We need the content neutrality that has long been the Internets hallmark, whether broadband providers embrace it on their own or whether legislative action is required to ensure it.
Google announced last week that it didnt plan to pay additional fees or even discuss the question with the phone companies; we hope other content providers take a similar tack, as well as make Congress aware of their stance.
It is the offerings of businesses such as Apple and Google and untold others that drive consumers to subscribe to broadband services in the first place. Whats more, U.S. subscribers are paying quite a lot already for broadband and getting less for their money than consumers in many other parts of the world.
The Internet content and service providers that phone companies brand as free riders already do purchase their bandwidth: Theres no reason to accept additional charges, effectively tariffs on successful innovation, shoved in wherever Bells think there is the ability to pay.
In their wrangling before regulators, telecom carriers insisted they needed to be free of competition on their lines to upgrade their services.

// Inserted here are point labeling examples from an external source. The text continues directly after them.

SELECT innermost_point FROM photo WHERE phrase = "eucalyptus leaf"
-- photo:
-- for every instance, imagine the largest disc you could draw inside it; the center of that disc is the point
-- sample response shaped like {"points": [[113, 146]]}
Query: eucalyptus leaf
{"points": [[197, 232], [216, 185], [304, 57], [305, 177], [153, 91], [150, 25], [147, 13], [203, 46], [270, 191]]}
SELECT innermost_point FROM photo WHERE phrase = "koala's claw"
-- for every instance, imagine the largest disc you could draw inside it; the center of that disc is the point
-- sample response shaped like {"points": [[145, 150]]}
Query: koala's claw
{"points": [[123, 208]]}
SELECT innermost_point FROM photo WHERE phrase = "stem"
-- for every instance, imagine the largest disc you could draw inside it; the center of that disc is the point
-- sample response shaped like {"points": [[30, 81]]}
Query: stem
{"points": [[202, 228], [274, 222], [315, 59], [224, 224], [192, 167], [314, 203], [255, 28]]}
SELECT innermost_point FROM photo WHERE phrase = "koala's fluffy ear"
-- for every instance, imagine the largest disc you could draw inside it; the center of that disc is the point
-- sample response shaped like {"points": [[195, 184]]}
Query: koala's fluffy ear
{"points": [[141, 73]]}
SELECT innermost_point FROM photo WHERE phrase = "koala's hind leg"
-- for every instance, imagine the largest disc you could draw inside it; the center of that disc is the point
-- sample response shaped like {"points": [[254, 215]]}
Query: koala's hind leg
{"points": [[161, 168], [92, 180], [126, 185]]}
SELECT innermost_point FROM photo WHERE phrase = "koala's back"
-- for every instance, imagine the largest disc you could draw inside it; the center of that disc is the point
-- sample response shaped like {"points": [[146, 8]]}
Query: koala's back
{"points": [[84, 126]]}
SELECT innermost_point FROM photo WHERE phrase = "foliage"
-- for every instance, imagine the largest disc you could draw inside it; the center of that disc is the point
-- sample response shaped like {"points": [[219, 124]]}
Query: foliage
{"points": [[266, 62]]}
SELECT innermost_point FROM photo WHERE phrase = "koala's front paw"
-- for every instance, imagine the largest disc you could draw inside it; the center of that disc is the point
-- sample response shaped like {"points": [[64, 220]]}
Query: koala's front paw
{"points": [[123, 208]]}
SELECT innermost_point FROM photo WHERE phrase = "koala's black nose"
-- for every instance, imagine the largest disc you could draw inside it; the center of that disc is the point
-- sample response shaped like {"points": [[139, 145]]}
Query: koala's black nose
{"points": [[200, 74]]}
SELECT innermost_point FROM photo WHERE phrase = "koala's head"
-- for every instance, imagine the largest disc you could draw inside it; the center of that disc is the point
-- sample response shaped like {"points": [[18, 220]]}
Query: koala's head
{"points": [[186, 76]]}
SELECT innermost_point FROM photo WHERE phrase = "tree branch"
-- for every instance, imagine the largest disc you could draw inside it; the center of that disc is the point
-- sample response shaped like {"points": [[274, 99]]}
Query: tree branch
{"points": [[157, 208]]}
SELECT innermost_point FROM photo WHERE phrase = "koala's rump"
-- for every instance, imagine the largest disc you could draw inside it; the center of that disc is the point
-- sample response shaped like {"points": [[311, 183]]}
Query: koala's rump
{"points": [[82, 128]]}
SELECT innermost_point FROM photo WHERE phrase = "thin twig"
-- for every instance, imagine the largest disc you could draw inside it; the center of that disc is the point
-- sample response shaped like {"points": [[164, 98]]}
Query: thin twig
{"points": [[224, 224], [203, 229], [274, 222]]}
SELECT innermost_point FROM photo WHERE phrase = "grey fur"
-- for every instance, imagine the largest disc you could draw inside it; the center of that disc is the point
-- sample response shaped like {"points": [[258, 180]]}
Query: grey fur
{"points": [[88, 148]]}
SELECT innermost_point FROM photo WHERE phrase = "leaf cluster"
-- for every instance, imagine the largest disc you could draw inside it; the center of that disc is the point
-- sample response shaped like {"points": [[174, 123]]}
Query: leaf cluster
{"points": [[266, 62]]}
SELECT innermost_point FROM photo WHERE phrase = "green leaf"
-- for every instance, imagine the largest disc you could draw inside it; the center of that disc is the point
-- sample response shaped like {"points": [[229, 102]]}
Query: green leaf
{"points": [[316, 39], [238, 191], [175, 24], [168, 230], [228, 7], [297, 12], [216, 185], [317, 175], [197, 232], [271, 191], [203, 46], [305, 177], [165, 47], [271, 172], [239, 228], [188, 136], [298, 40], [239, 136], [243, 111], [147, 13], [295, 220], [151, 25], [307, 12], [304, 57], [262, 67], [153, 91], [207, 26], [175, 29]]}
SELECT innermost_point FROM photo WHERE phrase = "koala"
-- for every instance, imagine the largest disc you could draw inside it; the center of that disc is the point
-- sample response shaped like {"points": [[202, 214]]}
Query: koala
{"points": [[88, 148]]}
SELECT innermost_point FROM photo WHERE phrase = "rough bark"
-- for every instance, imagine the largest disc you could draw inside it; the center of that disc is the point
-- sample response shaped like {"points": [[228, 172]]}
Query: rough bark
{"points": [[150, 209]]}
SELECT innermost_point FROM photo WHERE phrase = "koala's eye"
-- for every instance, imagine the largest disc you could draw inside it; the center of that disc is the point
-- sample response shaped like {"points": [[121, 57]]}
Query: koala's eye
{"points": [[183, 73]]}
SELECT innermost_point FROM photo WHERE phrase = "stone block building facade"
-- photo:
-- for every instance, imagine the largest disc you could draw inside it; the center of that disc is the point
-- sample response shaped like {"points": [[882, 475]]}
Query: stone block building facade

Perhaps todays Federal Communications Commission is more concerned with imposing decency than with encouraging competition: Having given phone companies what they demanded, the FCC should follow up by keeping the Internet free of anti-competitive levies.
The Internet has thrived on content neutrality; continued neutrality is vital.
Whether or not todays large content and services providers can afford to pay new fees, the next generation of Internet applications—commercial or otherwise—will be stillborn in an environment of parasitic pricing.
Google is right to lead the charge in opposing that kind of pricing now, before it is too late.